The Japanese school year ends in March and resumes in April, after a break.

The number of cases in Japan has now risen to more than 200, up from the official tally of 186 late on Wednesday.

On the main northern island of Hokkaido, 13 new cases, including two under the age of 10, were confirmed, the public broadcaster NHK reported. The western major city of Osaka said it would close all public kindergartens, elementary and junior high schools for two weeks from Feb. 29 to prevent infection.

The government has urged that big gatherings and sports events be scrapped or curtailed for two weeks to contain the virus while pledging that the 2020 Summer Olympics will go ahead in the capital Tokyo.
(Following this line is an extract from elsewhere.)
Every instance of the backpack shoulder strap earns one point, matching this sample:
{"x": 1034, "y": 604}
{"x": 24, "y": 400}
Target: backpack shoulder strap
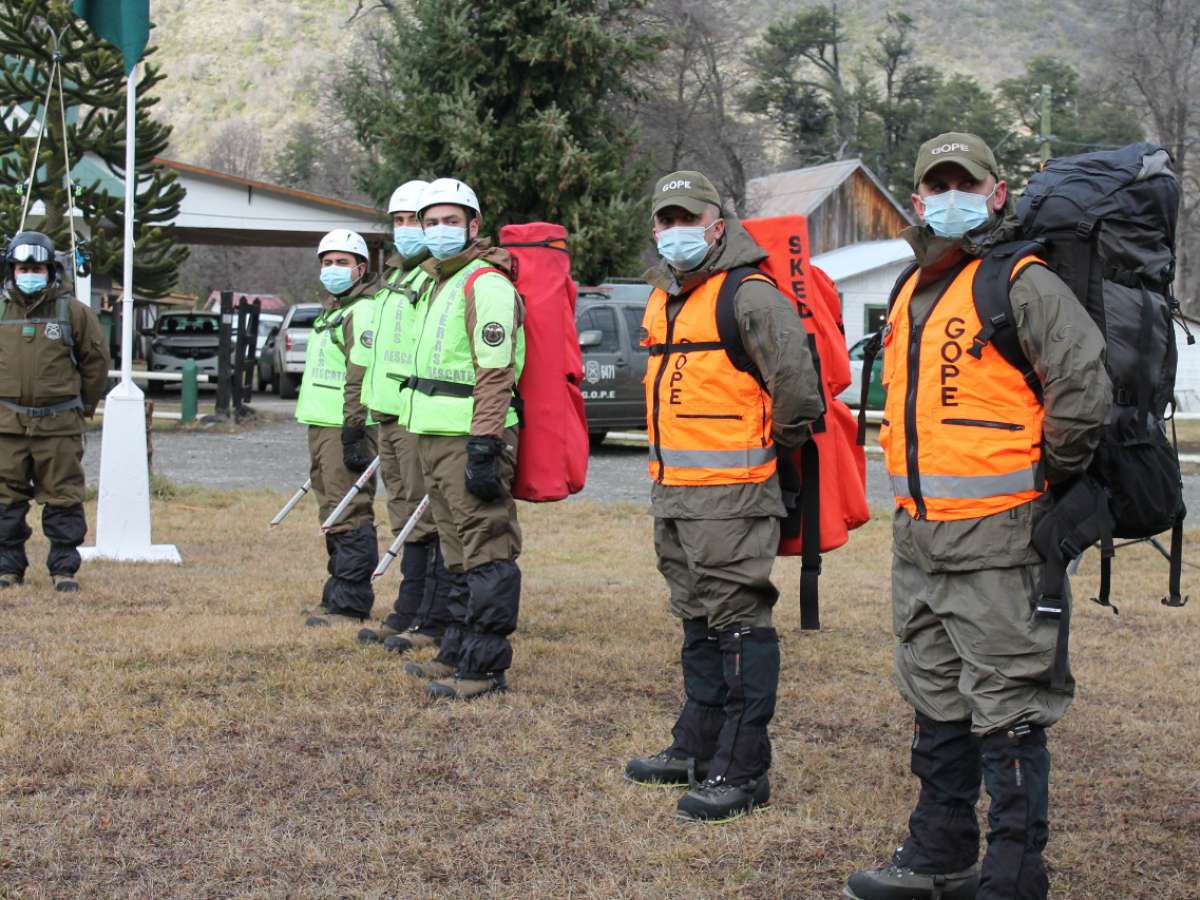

The more than 200 cases are separate from 704 reported from an outbreak on the Diamond Princess cruise liner that was quarantined off Tokyo earlier this month.

A man in his 80s died in Hokkaido after contracting the coronavirus, the prefectural government said, bringing the total number of people who have died in Japan to eight, including four from the ship.

Though a first known case for Japan, second positive tests have been reported in China — one reported on Feb. 21 — where the disease originated late last year.

The outbreak has spread rapidly and widely, infecting about 80,000 people globally and killing nearly 2,800, the vast majority in mainland China.

The woman, a resident of Osaka, in western Japan, tested positive on Wednesday after developing a sore throat and chest pains, the prefectural government said in a statement, describing her as being in her 40s. She first tested positive in late January and was discharged from hospital on Feb. 1 after recovering, according to the statement.

Health Minister Katsunobu Kato said in parliament the central government would need to review patient lists and keep tabs on the condition of those previously discharged, as health experts analyzed the implications of testing positive for the virus after an initial recovery.